Residents of Inverness lined the streets roday as the city fell silent to mark Remembrance Sunday.
Attendees braved the cold winter chill to stand at Cavell Gardens for the city’s annual service to pay tribute to those who fought in conflict – and to remember those who never came home.
The event experienced one of its biggest turnouts to date as people lined both sides of the River Ness to pay their respects.
Ahead of the service, military personnel, veterans, reserves, cadets and local representatives marched in procession from Huntly Street down to the city’s prominent war memorial before laying a series of wreaths.
The first parade was led by The Royal British Legion Pipe Band followed by the Queen’s Own Highlanders Pipe Band led by Drum Major David Murray.
During the poignant service, prayers and readings were given by Reverend Fiona Smith of Ness Bank Church Inverness, and fellow minister Rev Canon Dr John Cuthbert, before the city fell silent to remember the sacrifices made by those through conflict.
Among this year’s attendees was Deputy Provost of Inverness Bet McAllister, who was remembering her ancestors lost during the First and Second World Wars.
Her grandfather fought bravely during the First World War but sadly failed to make it home; a similar fate experienced by her late uncle, who served in the RAF in the Second World War, after his plane was shot down.
Reflecting on the day’s ceremony, she said she was encouraged by the number of people turning out to pay their respects.
She said: “It was absolutely fantastic. I think every year it seems to be getting bigger and bigger with local people coming out, and a lot of young ones involved.
“I am delighted with the Inverness people coming out to show their thanks to the people.”
Mrs McAllister said she was pleased and encouraged to see so many young people turn out for such an important event.

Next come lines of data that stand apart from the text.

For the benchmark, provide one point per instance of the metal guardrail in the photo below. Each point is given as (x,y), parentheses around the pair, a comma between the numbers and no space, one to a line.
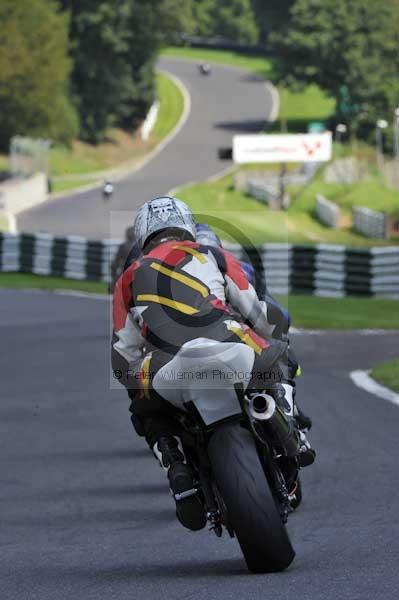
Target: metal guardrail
(323,269)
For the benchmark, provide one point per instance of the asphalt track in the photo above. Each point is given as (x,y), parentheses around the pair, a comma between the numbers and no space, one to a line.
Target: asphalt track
(85,509)
(227,102)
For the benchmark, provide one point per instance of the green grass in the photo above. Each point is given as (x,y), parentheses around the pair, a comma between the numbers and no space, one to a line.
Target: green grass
(311,312)
(27,280)
(171,107)
(388,374)
(219,204)
(297,109)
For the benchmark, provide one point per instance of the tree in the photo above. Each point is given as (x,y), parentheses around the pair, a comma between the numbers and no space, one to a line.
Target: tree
(271,16)
(34,70)
(114,47)
(349,48)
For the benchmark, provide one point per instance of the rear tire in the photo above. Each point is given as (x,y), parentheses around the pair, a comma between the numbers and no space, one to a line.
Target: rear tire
(251,507)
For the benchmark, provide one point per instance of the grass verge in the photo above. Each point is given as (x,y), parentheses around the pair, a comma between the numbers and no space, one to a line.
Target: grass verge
(297,109)
(388,374)
(83,164)
(29,281)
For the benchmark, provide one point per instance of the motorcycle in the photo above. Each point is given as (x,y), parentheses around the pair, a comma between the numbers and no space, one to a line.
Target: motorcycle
(245,454)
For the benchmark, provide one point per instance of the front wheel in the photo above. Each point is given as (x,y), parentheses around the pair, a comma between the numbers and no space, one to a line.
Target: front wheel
(250,505)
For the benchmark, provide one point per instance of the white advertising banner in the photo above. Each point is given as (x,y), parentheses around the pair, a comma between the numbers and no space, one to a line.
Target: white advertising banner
(306,147)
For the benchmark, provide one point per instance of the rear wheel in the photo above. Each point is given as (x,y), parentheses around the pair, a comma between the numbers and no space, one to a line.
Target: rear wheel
(251,508)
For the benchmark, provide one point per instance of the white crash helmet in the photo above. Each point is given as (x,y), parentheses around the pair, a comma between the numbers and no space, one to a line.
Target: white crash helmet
(160,214)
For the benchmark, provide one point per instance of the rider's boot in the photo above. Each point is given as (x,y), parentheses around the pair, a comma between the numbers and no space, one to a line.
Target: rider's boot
(284,395)
(189,510)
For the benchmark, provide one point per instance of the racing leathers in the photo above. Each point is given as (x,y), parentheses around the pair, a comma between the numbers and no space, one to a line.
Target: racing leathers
(180,292)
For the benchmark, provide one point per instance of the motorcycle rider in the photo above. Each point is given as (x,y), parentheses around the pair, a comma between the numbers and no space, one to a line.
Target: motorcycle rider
(174,294)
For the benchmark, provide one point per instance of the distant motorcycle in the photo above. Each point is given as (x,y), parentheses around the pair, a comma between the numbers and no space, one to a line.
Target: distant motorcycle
(204,69)
(108,190)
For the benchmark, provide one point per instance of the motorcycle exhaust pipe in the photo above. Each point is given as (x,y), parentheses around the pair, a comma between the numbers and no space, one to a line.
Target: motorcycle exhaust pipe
(274,423)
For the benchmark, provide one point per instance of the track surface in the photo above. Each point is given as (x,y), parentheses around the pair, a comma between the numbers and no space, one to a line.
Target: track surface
(85,510)
(227,102)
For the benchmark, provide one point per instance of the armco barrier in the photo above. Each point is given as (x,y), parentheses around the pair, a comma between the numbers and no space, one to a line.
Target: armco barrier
(323,269)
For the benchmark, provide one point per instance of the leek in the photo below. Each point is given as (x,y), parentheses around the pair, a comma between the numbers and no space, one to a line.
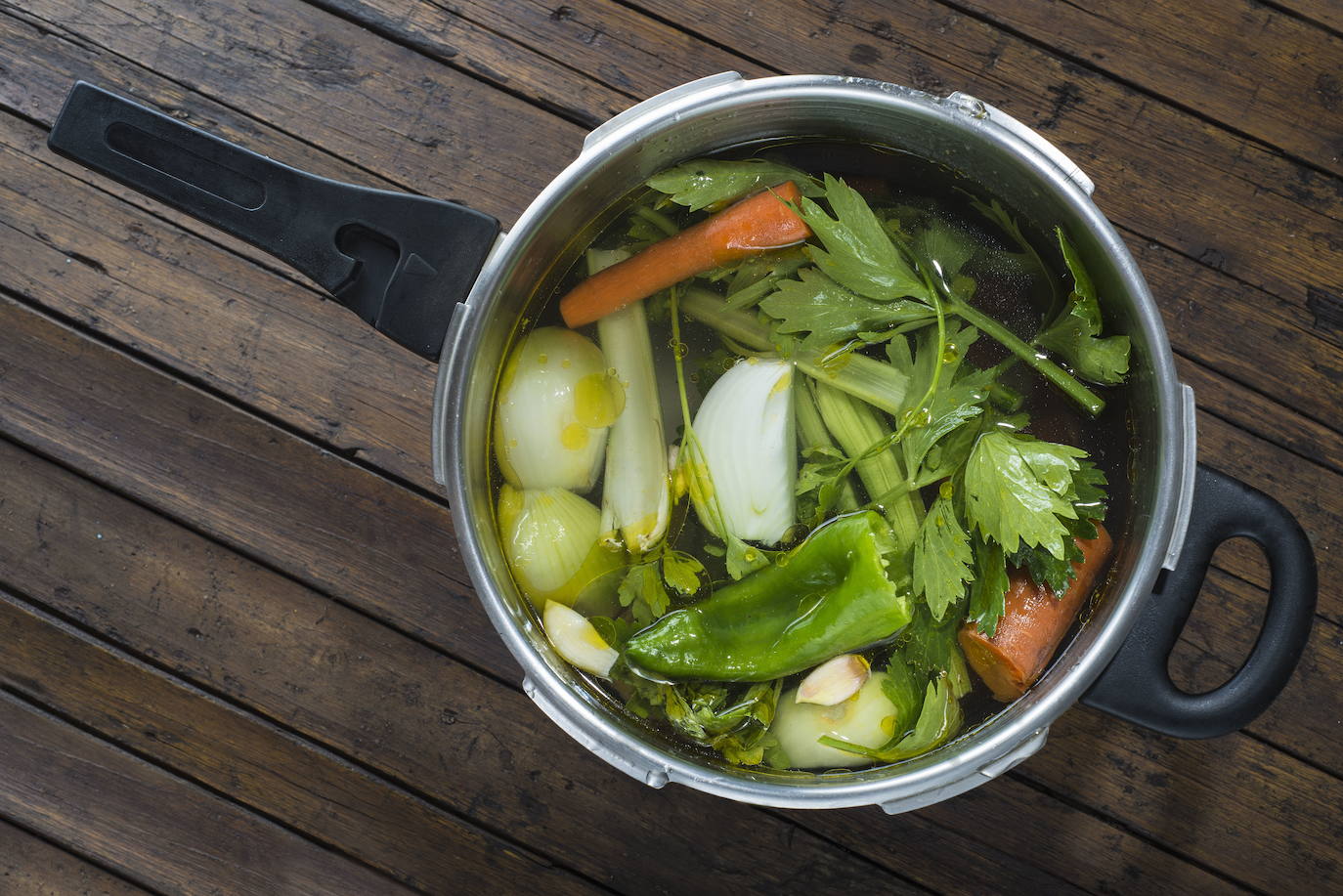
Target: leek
(635,493)
(875,382)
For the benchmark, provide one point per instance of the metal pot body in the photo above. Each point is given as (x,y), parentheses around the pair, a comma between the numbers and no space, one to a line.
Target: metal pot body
(403,264)
(727,110)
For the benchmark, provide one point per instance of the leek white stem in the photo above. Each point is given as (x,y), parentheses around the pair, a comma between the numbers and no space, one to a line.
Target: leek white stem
(635,493)
(866,720)
(812,433)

She added: “When I look at the young ones today I think they have to learn, because we don’t ever want to be in that position again.”
In Fort William residents turned out in force for this year’s annual ceremony.
Service personnel led the procession from Dudley Road to the town’s local war memorial for a poignant morning service to lay wreaths ahead of the community’s annual church service.
The morning’s events were then followed by a service at the Commando Memorial in Spean Bridge.
Commando veterans and reserves along with their family and friends marched up to the Category A listed monument before laying a series of wreaths and crosses.